Although option 3 has the advantage of explicitly indicating (via the phrase "in a way") that a procedure is of interest, it still has the problem that it literally compares the way that the fragments were obtained with the sticks themselves (not with the way the sticks were obtained). Therefore, the comparison, as expressed, is not in parallel. To make it whole, the reader must supply the missing part of the comparison (the procedure by which the sticks were obtained). The problem is somewhat similar to comparing "apples to picking oranges," except that here the form is closer to comparing "picking apples to oranges." With a bit of effort, the reader can fill out the parallel structure that option 3 implies:

The fragments were obtained in a way similar to the way in which the sticks were obtained.

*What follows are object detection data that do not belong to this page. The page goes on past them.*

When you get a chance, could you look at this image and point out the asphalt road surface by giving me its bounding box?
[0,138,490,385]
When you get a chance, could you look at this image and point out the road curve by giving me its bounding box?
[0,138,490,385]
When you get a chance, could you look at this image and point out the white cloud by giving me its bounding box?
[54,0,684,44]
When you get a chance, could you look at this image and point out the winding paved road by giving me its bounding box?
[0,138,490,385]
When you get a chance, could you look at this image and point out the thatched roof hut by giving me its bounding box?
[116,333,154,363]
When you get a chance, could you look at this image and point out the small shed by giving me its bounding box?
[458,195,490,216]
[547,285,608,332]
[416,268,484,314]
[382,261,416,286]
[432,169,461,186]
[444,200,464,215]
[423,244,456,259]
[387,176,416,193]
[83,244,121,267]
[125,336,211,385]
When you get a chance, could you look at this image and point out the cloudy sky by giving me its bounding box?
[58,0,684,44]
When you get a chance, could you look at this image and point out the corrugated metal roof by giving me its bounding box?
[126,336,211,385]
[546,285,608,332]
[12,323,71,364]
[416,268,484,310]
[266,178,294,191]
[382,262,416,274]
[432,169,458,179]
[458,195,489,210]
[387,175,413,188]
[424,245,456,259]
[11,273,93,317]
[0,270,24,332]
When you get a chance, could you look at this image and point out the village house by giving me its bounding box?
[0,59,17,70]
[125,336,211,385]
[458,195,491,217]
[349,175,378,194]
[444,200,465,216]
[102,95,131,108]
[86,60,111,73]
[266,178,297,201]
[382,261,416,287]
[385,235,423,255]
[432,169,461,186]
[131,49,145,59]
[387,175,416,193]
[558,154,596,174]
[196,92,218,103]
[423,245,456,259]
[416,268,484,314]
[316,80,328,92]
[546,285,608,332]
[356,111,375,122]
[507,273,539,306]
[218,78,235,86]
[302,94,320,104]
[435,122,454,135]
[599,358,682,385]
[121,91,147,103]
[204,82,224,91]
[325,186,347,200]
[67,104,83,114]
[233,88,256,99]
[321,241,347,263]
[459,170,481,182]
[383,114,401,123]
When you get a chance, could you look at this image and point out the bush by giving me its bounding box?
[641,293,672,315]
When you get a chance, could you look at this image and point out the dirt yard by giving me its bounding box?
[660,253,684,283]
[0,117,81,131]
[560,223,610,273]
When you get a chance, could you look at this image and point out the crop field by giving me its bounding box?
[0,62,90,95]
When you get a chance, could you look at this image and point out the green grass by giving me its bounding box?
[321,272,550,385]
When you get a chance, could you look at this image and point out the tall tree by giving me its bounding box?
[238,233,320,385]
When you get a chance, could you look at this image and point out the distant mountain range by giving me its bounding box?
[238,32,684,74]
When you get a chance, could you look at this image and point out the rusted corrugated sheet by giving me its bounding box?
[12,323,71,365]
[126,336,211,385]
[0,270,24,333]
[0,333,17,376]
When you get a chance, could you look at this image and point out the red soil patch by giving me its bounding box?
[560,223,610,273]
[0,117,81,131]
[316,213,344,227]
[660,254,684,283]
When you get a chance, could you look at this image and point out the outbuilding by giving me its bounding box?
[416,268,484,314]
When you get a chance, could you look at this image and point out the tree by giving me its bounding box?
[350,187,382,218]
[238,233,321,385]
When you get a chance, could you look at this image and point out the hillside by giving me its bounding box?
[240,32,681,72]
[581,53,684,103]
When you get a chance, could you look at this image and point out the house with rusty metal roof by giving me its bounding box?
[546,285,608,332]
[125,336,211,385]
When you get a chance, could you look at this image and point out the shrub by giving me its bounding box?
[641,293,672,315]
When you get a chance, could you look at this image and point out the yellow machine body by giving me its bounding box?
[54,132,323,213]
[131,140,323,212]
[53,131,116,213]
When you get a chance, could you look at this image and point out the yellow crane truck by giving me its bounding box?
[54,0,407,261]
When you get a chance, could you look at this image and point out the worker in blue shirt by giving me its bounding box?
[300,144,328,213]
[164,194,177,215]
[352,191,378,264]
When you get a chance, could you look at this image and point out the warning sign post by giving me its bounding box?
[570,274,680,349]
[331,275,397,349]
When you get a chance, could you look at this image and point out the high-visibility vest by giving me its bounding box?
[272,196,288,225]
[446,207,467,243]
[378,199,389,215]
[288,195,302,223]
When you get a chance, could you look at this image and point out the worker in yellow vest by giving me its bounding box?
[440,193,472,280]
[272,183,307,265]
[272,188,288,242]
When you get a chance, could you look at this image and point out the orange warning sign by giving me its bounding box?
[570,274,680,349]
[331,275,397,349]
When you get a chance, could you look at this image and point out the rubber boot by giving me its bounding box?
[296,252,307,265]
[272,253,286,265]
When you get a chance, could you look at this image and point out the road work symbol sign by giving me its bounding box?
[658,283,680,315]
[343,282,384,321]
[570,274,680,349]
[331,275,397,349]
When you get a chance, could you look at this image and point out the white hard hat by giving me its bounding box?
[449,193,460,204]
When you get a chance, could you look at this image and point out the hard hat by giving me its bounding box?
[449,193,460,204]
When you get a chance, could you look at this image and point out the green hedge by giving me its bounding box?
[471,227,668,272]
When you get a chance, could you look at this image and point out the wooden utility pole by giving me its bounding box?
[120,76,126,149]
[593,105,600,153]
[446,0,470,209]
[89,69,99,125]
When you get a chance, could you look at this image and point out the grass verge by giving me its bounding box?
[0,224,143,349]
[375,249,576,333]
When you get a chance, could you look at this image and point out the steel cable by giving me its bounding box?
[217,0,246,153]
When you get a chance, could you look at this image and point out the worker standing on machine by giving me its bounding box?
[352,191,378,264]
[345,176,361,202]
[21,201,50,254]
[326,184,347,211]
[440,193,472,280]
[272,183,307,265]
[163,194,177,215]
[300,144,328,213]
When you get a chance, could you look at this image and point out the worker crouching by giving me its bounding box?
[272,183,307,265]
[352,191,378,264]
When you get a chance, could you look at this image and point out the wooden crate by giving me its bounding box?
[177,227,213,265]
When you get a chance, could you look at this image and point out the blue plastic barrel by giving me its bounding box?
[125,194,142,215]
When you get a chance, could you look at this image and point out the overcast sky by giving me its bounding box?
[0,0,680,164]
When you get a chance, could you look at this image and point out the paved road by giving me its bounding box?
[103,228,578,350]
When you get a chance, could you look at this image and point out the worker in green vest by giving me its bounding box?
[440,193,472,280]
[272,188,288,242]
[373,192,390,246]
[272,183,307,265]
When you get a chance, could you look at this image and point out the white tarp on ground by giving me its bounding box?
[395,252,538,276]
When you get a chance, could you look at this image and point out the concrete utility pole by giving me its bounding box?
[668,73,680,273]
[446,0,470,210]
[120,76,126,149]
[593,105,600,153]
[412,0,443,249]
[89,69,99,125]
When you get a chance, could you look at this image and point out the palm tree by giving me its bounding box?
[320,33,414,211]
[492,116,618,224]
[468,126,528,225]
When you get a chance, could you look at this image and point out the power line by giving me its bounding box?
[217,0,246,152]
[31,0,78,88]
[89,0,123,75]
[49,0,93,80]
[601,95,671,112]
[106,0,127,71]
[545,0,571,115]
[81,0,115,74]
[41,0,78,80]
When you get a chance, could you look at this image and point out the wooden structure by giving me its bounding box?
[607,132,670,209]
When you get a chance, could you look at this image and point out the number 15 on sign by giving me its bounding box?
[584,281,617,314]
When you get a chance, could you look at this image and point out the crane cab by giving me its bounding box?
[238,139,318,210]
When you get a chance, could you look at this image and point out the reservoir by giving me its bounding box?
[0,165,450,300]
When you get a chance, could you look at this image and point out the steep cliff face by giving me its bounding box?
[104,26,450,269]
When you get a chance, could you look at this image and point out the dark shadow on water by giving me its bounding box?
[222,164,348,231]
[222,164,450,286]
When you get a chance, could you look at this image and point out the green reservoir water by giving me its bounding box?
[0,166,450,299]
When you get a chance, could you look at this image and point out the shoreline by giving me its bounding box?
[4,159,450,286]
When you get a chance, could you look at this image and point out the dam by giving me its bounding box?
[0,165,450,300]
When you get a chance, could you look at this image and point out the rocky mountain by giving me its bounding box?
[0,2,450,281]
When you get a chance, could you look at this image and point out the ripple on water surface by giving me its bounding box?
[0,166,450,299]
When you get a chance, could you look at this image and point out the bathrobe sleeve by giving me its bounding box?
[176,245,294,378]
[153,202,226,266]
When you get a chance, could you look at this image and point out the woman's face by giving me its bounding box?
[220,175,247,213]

But it seems to me that the writer in this case is expecting the reader to do an awful lot of grunt work to reach the intended meaning.

I skipped over option 2 earlier because it has a different problem from options 1 and 3. Syntactically, the construction "The fragments were obtained similarly to the sticks" is correct; but it sounds unnatural, perhaps because people are much more accustomed to making and hearing noun-to-noun comparisons than verb-to-implied-verb comparisons. As a result, filling in the blanks in this shortened form is trickier than you might suppose from looking at it. The simplest long form that I could construct from the skeleton of option 3 is

The fragments were obtained similarly to how the sticks were obtained.

The simplest way to express the idea underlying the sentence might be this:

The fragments and the sticks were obtained similarly.

But that wording may not be an option if you've already described the method by which the sticks were obtained and now you want to turn your attention to the question of how the fragments were obtained. In that case, I would be inclined to return to a truly parallel noun-to-noun comparison and accept that the result will be a bit long-winded:

The process for obtaining the fragments resembled [or 'was much like'] the process for obtaining the sticks.